= Jessy Kent-Parsons =

British welfare activist

Jessy Kent-Parsons (née Usher; 1882 – 26 February 1966) was a mother and child welfare campaigner, who established a School for Mothers in Tottenham in 1912, and organised one of the first antenatal clinics in England in 1917.

== Life ==
Jessy Eugenie Usher was born in Aston, Birmingham in 1882, the daughter of John Usher, a coach painter. A talented contralto, she went to the Royal College of Music at 17, and made some appearances prior to her marriage, in 1900, to Edward Kent-Parsons, a commission agent. The couple had one daughter, but Edward Kent-Parsons died in 1908, from which point she turned to social work.

Kent-Parsons gained a certificate from the Sanitary Inspectors' Board, as well as the Central Midwives' Board, and obtained a Ministry of Health Visitor's Diploma. Qualifying as a Woman Sanitary Inspector in 1911, Kent-Parsons gained employment with the London Borough of Tottenham as a Health Visitor, remaining so until 1945. She was an early member of the Health Visitors' Association, with which she was actively involved, and twice acted as chairperson.

Kent-Parsons became particularly concerned with the health and welfare of women and children, joining the WPHOA in 1912. In the same year, alongside Dr Sophia Seekings Friel, she established a School for Mothers in St. Anne's Ward, Tottenham, an area with a high rate of infant mortality. She then joined the voluntary committee of the first creche to be opened in Tottenham, which became an influential example for the founding of the Maternity and Child Welfare Department of the BC. Of this, she acted as superintendent for three decades, from 1915 to 1945. In 1917, Kent-Parsons organised one of the country's first antenatal clinics, and in 1921 was part of a BMA Committee on Infant Mortality.
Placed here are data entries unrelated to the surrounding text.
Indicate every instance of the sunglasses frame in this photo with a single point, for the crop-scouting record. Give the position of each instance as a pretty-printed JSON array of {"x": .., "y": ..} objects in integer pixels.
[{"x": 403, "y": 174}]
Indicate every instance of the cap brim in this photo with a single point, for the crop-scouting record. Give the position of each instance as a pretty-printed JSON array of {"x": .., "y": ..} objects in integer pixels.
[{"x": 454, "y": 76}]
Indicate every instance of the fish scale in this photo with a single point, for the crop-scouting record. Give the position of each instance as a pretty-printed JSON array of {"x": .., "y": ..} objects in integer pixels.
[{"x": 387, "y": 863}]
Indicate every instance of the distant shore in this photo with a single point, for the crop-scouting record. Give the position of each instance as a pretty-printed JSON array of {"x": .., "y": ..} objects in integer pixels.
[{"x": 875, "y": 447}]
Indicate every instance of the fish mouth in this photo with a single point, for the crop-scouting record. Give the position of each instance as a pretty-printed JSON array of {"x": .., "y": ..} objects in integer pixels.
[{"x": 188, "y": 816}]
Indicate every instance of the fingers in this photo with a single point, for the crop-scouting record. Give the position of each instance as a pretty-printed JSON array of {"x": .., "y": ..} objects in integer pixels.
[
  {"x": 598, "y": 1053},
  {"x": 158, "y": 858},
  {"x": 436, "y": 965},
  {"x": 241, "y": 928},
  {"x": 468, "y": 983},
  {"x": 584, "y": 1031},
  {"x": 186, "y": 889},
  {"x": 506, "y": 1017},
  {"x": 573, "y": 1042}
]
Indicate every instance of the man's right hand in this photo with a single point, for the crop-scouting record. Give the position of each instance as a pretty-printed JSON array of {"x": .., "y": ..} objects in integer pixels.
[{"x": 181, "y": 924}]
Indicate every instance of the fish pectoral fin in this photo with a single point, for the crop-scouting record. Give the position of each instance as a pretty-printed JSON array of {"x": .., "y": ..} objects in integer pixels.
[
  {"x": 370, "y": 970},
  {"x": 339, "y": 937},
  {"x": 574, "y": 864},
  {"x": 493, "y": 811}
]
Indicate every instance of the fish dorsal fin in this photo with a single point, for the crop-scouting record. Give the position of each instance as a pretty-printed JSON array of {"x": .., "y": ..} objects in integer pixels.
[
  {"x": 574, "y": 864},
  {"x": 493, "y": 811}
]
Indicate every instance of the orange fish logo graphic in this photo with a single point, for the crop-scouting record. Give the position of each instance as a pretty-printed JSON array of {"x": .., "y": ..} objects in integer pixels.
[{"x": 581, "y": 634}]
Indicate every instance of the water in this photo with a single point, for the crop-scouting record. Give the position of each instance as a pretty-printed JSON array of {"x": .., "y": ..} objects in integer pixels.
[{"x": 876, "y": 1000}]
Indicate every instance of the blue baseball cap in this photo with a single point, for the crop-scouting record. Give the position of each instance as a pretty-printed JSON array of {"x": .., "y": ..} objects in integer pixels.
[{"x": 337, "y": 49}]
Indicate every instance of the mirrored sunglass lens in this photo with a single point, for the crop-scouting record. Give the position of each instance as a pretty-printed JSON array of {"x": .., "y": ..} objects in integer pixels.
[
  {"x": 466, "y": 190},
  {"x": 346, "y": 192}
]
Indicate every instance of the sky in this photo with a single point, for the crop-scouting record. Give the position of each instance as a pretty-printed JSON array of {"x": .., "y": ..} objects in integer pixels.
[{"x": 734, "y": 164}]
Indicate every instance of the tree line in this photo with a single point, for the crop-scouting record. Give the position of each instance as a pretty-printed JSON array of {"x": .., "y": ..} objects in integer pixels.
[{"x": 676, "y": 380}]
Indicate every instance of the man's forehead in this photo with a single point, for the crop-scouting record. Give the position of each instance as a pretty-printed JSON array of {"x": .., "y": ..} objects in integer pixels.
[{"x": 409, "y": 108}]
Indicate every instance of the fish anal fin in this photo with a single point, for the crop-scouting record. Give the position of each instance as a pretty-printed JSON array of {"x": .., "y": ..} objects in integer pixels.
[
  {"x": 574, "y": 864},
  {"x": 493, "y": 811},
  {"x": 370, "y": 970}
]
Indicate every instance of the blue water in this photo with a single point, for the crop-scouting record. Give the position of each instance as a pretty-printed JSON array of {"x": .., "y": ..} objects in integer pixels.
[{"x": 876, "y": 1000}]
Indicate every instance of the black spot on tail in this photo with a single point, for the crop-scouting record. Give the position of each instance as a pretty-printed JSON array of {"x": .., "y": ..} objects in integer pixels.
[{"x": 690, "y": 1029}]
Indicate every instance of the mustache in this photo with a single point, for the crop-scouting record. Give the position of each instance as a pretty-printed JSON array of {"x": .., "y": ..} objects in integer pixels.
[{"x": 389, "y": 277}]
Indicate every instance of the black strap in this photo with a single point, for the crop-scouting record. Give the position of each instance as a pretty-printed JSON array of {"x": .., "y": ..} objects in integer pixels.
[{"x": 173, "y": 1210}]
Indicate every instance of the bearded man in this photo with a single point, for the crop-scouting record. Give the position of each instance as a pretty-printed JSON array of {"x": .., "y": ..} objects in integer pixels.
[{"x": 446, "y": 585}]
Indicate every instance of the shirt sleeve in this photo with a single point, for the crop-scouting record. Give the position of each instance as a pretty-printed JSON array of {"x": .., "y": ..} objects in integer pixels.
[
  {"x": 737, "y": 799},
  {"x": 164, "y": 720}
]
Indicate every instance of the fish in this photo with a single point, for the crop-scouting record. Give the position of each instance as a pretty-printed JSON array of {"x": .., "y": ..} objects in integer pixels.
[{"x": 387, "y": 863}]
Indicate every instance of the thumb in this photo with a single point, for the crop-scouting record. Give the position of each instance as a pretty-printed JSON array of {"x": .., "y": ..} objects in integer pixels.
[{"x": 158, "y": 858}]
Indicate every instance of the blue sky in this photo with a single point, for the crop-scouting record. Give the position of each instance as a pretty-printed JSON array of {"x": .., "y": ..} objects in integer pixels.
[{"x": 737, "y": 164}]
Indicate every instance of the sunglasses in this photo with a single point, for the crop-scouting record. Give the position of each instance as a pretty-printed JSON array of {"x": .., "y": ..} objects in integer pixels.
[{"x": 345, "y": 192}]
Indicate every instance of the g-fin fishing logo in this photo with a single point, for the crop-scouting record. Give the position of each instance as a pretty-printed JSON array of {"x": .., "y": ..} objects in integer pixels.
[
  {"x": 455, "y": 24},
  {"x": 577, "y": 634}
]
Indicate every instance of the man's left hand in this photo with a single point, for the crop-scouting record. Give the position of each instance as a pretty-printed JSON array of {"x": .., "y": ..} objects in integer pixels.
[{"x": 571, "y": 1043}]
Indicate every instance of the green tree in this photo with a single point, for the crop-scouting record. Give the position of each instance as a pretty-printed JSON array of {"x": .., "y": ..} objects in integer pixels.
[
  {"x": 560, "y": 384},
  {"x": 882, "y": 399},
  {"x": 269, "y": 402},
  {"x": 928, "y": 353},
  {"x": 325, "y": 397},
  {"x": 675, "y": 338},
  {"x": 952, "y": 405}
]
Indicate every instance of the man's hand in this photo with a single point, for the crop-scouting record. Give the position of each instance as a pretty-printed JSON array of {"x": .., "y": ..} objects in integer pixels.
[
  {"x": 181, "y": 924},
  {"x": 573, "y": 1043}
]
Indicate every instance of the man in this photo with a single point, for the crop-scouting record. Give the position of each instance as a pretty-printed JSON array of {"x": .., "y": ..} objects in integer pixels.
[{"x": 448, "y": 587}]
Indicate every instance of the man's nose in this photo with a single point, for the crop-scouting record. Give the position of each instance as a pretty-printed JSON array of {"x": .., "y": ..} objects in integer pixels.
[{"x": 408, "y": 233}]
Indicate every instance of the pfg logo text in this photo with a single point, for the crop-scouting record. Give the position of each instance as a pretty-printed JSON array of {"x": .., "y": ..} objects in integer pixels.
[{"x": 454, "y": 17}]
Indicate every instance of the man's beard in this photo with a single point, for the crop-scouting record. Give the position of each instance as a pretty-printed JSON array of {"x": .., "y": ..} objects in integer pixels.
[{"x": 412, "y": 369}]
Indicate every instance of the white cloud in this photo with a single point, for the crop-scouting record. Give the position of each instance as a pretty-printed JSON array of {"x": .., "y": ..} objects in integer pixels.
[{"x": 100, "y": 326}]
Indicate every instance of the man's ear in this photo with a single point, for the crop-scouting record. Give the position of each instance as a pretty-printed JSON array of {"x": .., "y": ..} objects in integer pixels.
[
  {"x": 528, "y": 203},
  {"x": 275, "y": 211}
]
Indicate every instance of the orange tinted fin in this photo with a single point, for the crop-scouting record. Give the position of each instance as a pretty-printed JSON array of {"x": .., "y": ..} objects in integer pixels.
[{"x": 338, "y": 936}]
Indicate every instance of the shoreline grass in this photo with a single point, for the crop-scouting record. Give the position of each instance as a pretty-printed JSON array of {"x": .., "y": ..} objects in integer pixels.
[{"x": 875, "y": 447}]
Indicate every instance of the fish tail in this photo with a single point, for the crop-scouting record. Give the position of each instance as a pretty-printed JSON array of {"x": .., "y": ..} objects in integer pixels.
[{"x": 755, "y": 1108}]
In addition to her employment, Kent-Parsons was active in efforts to achieve higher salaries for health visitors. She was also prominent on a number of boards and committees, including on the Executive Committee of the Women Sanitary Inspectors and Health Visitors' Association (WSIHVA) 1918-9; as representative of the Women Sanitary Inspectors on the National Council of Women until 1922; as chair of the Midwifery Training Sub-Committee in 1928, and as a representative of the NCUMC 1926-8. Additionally, she was a member of the National Council of Mother and Child Welfare, the National Association for the Prevention of Infant Mortality, the National Baby Welfare Council, Standing Joint Committee of Industrial Women's Organisations, the National Council of Women, the Women's Advisory Housing Council, and the National and Local Government Officers' Association. For this latter, she travelled abroad as part of educational efforts. In 1935, she was appointed MBE.

Kent-Parsons retired in 1945, after 34 years with Tottenham Borough Council. and was commended for her 'valuable services' and 'unrelenting and determined spirit', particularly in her work throughout World War II. She spent her retirement in Torquay, Devon, living with her friend, Miss Blanchard.

Jessy Kent-Parsons died in a Torquay nursing home on 26 February 1966, remembered for her 'zeal... abundant vitality and great sense of humour'.